The Office apps are not a "light load". They create huge graphics and video based documents. Run spreadsheets that consume gigabytes of RAM, and include the fattest Email application in the world. These are serious apps. They work offline but are extremely connected and integrated with web services.
Firstly, I'm guessing (again) that the extreme end of the spectrum you're describing is relatively uncommon among Office users. Secondly, gigabytes of RAM does not necessarily translate to GFlops of processing power. For example, a 100GB video file doesn't require any more processing power to play than a 1GB video of the same resolution, it just needs more space on your media. It doesn't even need any more space in memory, since you only buffer a small amount of the file that you're about to play. That's true whether you're viewing it in a player or in a document.

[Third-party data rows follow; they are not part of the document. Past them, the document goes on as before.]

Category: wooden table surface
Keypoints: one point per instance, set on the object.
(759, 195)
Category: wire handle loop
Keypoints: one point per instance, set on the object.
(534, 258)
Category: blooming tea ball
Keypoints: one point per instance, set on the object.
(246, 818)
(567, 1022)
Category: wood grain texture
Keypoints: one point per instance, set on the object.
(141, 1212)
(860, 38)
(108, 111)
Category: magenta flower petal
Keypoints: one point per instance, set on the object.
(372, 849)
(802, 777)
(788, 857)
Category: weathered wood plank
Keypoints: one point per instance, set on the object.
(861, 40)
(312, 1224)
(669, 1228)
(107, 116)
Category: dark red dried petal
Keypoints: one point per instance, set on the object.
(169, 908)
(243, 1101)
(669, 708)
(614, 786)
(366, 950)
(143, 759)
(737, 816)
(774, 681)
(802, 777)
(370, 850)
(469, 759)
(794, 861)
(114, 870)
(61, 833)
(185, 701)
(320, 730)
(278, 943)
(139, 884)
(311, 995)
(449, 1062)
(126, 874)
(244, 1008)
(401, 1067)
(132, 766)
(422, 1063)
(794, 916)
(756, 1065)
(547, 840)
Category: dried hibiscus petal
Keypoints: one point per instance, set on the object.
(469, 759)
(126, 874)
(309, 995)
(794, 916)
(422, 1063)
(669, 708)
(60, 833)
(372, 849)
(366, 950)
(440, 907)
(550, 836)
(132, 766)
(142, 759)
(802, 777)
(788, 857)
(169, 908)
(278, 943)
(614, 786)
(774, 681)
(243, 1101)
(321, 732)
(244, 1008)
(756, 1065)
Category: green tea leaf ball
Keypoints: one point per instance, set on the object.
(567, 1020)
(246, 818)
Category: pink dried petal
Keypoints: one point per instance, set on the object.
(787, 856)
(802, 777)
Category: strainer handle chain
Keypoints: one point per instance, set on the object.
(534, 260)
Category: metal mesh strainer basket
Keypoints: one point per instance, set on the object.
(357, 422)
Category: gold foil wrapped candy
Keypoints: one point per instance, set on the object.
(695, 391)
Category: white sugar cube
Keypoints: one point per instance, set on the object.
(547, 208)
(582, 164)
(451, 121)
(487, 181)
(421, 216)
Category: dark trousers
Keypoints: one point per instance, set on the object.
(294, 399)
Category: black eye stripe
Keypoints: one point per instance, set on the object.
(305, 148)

Sure, they're serious apps, but in the spectrum of apps out there I find it hard to believe that a typical Office user would require anywhere near the processing power of something like a video editor where you have to rapidly scrub multiple layers of video that have effects applied. Or a game trying to generate textured 3D scenes at 60fps or better.

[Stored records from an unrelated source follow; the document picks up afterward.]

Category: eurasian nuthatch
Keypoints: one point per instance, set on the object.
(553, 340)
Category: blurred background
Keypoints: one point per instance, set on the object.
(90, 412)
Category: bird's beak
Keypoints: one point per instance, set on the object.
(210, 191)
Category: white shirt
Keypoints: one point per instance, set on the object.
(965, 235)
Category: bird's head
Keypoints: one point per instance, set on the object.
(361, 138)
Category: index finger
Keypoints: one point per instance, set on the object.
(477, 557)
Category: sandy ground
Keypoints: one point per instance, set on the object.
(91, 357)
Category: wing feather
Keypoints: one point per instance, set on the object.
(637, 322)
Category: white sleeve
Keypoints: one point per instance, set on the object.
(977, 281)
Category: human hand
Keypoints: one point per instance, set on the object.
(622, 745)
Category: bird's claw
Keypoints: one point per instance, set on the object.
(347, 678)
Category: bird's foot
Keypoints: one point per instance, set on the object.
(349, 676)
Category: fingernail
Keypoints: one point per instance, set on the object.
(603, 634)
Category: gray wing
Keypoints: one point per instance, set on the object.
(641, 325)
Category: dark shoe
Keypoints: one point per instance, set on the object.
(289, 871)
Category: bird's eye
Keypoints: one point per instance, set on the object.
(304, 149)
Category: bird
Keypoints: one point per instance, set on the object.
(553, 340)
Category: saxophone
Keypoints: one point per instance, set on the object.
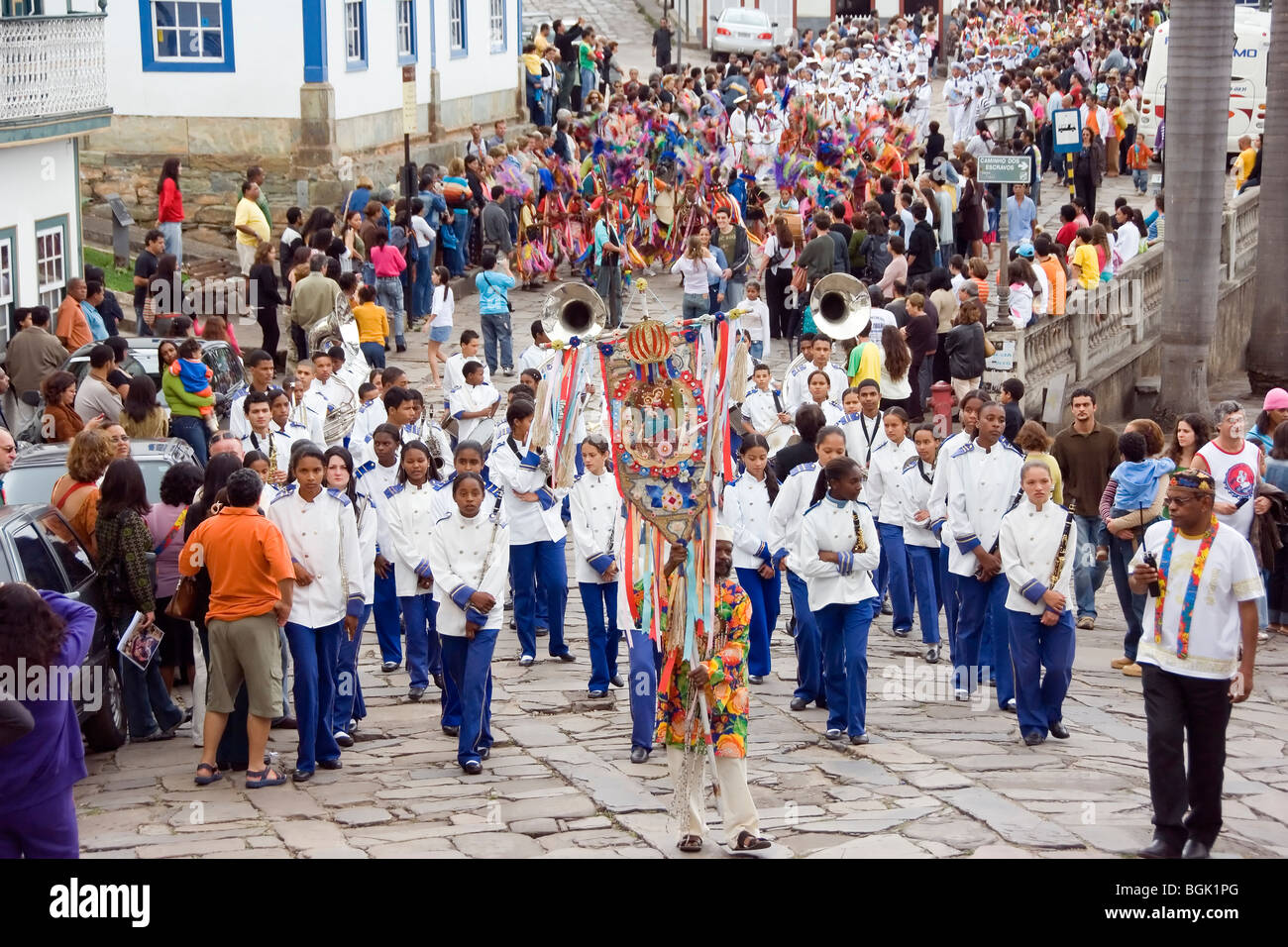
(859, 545)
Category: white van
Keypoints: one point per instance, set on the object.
(1247, 78)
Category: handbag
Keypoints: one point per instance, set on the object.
(183, 604)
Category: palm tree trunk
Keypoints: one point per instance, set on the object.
(1197, 110)
(1267, 357)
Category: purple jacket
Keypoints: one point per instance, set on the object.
(48, 761)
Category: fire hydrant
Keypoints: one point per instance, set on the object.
(941, 407)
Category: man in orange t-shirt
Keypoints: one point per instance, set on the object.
(72, 328)
(252, 586)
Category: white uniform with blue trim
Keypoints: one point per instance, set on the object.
(322, 536)
(883, 489)
(469, 556)
(982, 486)
(514, 472)
(408, 522)
(597, 525)
(747, 512)
(828, 526)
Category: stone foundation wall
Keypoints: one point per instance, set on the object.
(127, 158)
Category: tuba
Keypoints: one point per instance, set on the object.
(339, 329)
(574, 311)
(841, 305)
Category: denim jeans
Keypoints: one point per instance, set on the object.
(696, 304)
(764, 594)
(496, 330)
(390, 296)
(316, 654)
(194, 432)
(421, 287)
(1087, 574)
(923, 565)
(348, 690)
(608, 285)
(468, 665)
(844, 633)
(809, 656)
(1121, 553)
(424, 651)
(1038, 698)
(387, 613)
(597, 598)
(528, 561)
(147, 703)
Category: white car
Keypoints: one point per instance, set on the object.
(741, 30)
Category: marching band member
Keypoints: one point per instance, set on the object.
(838, 552)
(274, 445)
(747, 502)
(375, 476)
(883, 495)
(349, 706)
(983, 484)
(473, 403)
(322, 535)
(763, 411)
(469, 552)
(915, 479)
(597, 534)
(537, 535)
(794, 497)
(938, 508)
(819, 393)
(864, 432)
(408, 522)
(1038, 565)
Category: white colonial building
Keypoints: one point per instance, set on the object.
(312, 90)
(53, 89)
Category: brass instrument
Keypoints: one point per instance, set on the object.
(574, 309)
(859, 545)
(841, 305)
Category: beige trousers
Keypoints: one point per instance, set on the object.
(739, 812)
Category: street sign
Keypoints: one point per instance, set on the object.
(1067, 131)
(408, 99)
(1005, 169)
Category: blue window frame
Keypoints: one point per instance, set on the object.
(355, 35)
(458, 34)
(496, 26)
(404, 22)
(187, 35)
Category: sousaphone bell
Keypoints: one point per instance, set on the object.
(841, 305)
(574, 311)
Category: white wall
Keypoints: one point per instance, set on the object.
(42, 180)
(268, 51)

Maybe I'm wrong, but that's what my gut tells me. I guess the area where I'd be unsurprised would be if Office users are starting to rely heavily on processor-intensive AI features - but that's not something you mentioned.

I have no doubt that there are specific use cases where an ARM architecture emulating an x86 CPU might not be acceptable, and some of them might even be heavy duty Office users. But I'm very skeptical that Office alone would be the reason why ARM is having trouble gaining acceptance in general.
Yes, you are wrong. I don't know why it's necessary to speculate on things that can easily be looked up for reference.

Office is not a problem for ARM adoption, it's 100% supported and works great.

This issue is that Windows on ARM with Snapdragon is finally performant and competitive, but compatibility on Windows is always the #1 issue upgrade adoption. Compat is good on Snapdragon X but it's not complete, mostly because a lot of games use DRM/Anti-cheat drivers that need to be updated to support ARM. Give it another year or so and another rev of Snapdragon (and similar competitors) and I think there is a real chance that x86 might finally fully surpassed.
 
...I'm still on Office 2007 ( :-O )...
Is Office 2007 before the so-called ribbons? They work for me in PowerPoint but not in Word or Excel, where they take up valuable text or spreadsheet space.
I believe that the ribbon was introduced with Office 2007.
Speaking of Excel, work-alike Google Sheets is IMO a technological marvel. I handles huge spreadsheets with excellent performance, and like Excel 365, can handle multiple users.
I'll likely just keep plugging along with Office 2007 until something forces my hand, and at that point I might just move to LibreOffice. My needs are pretty light.